C’est la particule élémentaire indipensable, celle qui explique pourquoi cet univers existe et pourquoi les éléments qui le composent lui donnent une consistance. Sans elle, estime-t-on, le grand projet est incompréhensible. Seul problème, elle n’est que théorique.
Pour espérer la découvrir, il faut faire de longues et coûteuses expériences. Faire tourner sans cesse de la matière dotée de forces parfois complémentaires et souvent opposées. Certains craignent que la collision de ces forces entre elles ou contre des obstacles inattendus fassent rater l’expérience, voire entraîne une explosion du laboratoire. Mais si l’on ne peut pas démontrer l’existence de la particule, cet univers semblera de plus en plus artificiel à nos yeux et risquera de s’effondrer.
Sans le boson d’Europe, la particule de l’appartenance commune, la construction européenne finira par n’être qu’un modèle de science politique, inapplicable à long terme. Alors que la science vient d’accomplir un pas décisif en découvrant, de manière quasi-certaine, le boson de Higgs, le grand accélérateur européen ne produit pour l’instant que des réactions divergentes.
Cette semaine, le Parlement européen a rejeté le traité anti-contrefaçon ACTA. Une décision qui a accentué l’opposition entre deux forces de l’univers européen : le Parlement est allé à l’encontre de la Commission européenne qui défendait le traité.
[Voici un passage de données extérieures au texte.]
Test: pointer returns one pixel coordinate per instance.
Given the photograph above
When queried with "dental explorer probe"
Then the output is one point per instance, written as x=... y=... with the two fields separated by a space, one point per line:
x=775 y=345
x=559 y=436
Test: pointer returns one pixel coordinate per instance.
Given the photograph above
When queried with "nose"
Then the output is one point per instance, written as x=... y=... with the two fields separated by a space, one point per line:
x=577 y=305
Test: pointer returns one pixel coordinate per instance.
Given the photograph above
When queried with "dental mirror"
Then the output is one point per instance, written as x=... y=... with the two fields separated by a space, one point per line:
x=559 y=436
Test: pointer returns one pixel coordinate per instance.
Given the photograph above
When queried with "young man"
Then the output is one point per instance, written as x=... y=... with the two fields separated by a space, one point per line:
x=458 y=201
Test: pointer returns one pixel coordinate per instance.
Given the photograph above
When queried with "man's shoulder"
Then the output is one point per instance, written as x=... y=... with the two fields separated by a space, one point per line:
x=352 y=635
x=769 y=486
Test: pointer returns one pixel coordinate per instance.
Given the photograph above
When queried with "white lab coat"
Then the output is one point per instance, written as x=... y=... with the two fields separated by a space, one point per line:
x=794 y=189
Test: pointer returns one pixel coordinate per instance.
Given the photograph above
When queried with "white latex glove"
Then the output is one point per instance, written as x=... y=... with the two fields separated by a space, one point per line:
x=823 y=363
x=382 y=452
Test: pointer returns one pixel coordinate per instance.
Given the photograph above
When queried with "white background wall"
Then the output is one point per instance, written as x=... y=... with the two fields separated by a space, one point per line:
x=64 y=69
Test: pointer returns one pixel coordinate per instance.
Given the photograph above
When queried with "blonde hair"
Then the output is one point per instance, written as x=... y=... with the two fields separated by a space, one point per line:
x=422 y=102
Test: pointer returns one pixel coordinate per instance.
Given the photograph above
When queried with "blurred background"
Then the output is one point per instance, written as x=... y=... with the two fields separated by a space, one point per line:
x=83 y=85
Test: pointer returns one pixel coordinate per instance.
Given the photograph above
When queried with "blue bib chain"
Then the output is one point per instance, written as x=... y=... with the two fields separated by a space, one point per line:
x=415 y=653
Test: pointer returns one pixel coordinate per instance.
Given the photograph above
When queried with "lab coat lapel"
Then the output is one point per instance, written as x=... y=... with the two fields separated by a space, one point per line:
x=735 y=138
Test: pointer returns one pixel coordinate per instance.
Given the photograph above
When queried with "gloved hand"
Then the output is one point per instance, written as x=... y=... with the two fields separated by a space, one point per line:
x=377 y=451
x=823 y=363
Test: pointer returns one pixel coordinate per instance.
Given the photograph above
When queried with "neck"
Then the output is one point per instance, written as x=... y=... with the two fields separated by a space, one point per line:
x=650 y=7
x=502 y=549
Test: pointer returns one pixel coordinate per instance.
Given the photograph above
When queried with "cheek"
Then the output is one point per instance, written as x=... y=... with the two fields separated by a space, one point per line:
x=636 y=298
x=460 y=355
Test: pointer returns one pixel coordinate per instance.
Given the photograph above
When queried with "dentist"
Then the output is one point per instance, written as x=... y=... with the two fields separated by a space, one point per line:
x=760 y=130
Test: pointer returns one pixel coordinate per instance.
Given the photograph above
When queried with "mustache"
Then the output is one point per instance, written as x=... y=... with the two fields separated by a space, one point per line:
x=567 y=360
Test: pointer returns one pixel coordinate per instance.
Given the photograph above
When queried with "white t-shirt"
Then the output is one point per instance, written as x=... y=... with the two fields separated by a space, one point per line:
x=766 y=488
Mais une décision considérée comme un pas en avant de la démocratie, puisque le texte était contesté par des citoyens actifs partout en Europe.
Quelques jours plus tôt, la décision des dirigeants des pays de la zone euro d’approuver le pacte de croissance et de poursuivre sur la voie d’une union bancaire avait libéré les forces centripètes de l’univers européen. Le Danemark a fait savoir qu’il se contenterait d’une UE à deux vitesses. Une minorité de plus en plus forte de députés allemands s’oppose à l’assouplissement des conditions d’aide aux pays et banques en difficulté. Le Premier ministre britannique a été poussé à évoquer un référendum sur l’UE, dans une atmosphère de remise en cause croissante de la présence du Royaume-Uni dans l’UE. Et la ministre des Finances finlandaise a assuré que son pays préférerait sortir de l’euro plutôt que payer les dettes des autres pays.
Pendant ce temps, le chef de l’Etat chypriote Dimitris Christofias a inauguré la présidence tournante de l’UE par son pays en exprimant sa reconnaissance à la Russie, qui serait moins exigeante que l’UE pour apporter son aide financière.
De cet univers chaotique, dans lequel les jeux politiques, les inquiétudes sur les inconvénients d’une solidarité financière, ainsi que la crise et ses symptômes, créent des turbulences supplémentaires, pourrait un jour surgir ce boson d’Europe qui permettrait de stabiliser le projet d’une UE prospère et démocratique. Mais il faudra beaucoup de de sagesse et de savoir-faire à nos dirigeants.